Below is the second installment of my photo-project on Trinidad and Tobago. This time, my focus searched the boundaries of spaces and non-spaces. I identified non-spaces as marginal or liminal territories of functional spaces, which have been partly or fully abandoned either through forgetting or displacement. As many examples show, such liminal spaces generally become the transitional corridors between the human habitat and wildlife.
Places (2014, Trinidad)
Squatter’s hut near the Western Main Road, which connects the capital Port of Spain and inland Arima. Altough squatting is illegal in Trinidad, temporary shacks tend to crop up on various pieces of land owned by the government. Average rent is high in Trinidad and since 1962, when Trinidad became and independent republic, increased urbanization left rural and off-road places abandoned.

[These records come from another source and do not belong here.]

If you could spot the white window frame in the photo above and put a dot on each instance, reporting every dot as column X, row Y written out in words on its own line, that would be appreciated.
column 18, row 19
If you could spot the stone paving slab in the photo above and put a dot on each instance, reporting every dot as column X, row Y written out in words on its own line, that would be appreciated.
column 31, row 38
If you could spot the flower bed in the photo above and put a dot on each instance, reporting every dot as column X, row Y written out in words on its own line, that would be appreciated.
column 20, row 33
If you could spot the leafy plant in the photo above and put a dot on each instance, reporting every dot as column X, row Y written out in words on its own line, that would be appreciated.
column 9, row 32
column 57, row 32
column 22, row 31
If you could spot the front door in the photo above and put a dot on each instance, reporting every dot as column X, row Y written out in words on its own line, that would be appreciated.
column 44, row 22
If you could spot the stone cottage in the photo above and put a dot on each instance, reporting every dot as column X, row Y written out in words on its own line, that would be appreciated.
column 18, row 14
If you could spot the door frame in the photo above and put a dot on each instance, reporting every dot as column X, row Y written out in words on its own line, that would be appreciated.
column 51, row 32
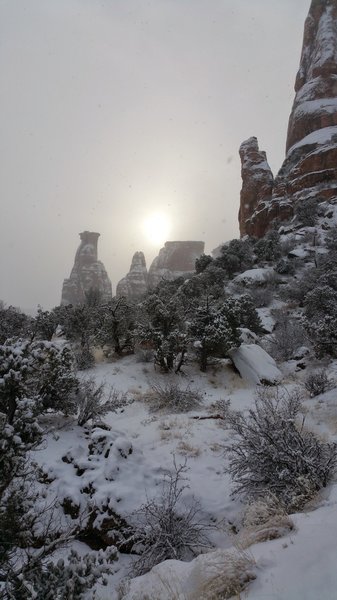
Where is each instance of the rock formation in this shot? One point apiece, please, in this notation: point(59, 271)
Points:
point(310, 166)
point(174, 260)
point(257, 181)
point(134, 284)
point(88, 273)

A domestic goat wanders off a nearby grazing field onto an abandoned basketball court in Buccoo, Tobago. While Buccoo is a frequented tourist destination due to the nearby coral reef, which is among the most well preserved coral reef areas in the Caribbean Sea, the village is struggling during off-season periods, when schools close and locals migrate to either Trinidad, or Scarborough, the capital of Tobago (also a regular destination to island-hopper ocean cruisers of the Caribbean).

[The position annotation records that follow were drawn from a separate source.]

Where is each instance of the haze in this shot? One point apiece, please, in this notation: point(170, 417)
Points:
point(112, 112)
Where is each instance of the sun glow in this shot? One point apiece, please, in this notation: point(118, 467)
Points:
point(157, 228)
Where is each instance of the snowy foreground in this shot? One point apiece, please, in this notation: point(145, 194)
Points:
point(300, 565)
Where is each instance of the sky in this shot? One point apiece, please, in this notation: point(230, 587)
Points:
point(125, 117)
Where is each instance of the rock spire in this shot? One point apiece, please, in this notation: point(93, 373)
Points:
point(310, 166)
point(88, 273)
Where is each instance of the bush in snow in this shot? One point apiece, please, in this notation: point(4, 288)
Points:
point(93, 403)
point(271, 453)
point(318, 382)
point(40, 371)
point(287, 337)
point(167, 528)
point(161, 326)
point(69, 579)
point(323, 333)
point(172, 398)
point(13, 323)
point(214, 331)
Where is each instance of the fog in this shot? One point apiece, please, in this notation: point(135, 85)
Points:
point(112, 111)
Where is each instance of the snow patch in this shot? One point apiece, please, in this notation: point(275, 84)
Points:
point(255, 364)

The Irons-family’s only cow stares from below a papaya-tree near the Blanchiseuse Road. The narrow freeway cuts through Trinidad’s Northern Range and yields access to quarry and deforestation sites. Uninhabited land in the forest along the road proves to be cheap land for many home seekers but entails sustenance farming.
Another family’s cow grazes near the Western Main Road in Trinidad, where an abandoned Catholic cemetery occupies a portion of the land. Graveyards in Trinidad host “open” graves with simple styles. A lot of abandoned cemeteries can be found in Trinidad as well as in Tobago, a phenomenon symptomatic of the generational divide between pre- and postcolonial cultural and religious affiliations.
A pelican in the center and young seagulls along the rims perch on a fishing boat on the northern coast of Tobago. Fishermen on the twin-island of Trinidad work early in the morning and tend to tourists in the afternoon, in a period which wildlife reoccupies its natural habitat.
Fisher boys watch the sunset near Pigeon Point in Tobago. Since Trinidad and Tobago lie only 10 degrees north of the Equator, the length of days and nights remain balanced throughout the year (12 hours each). Sunset thus arrives before 6 p.m. every and sunrise commences around 6 a.m. Fishermen rest and rise with the sun and center their work around the important transitional periods of the day when sea life is the most active.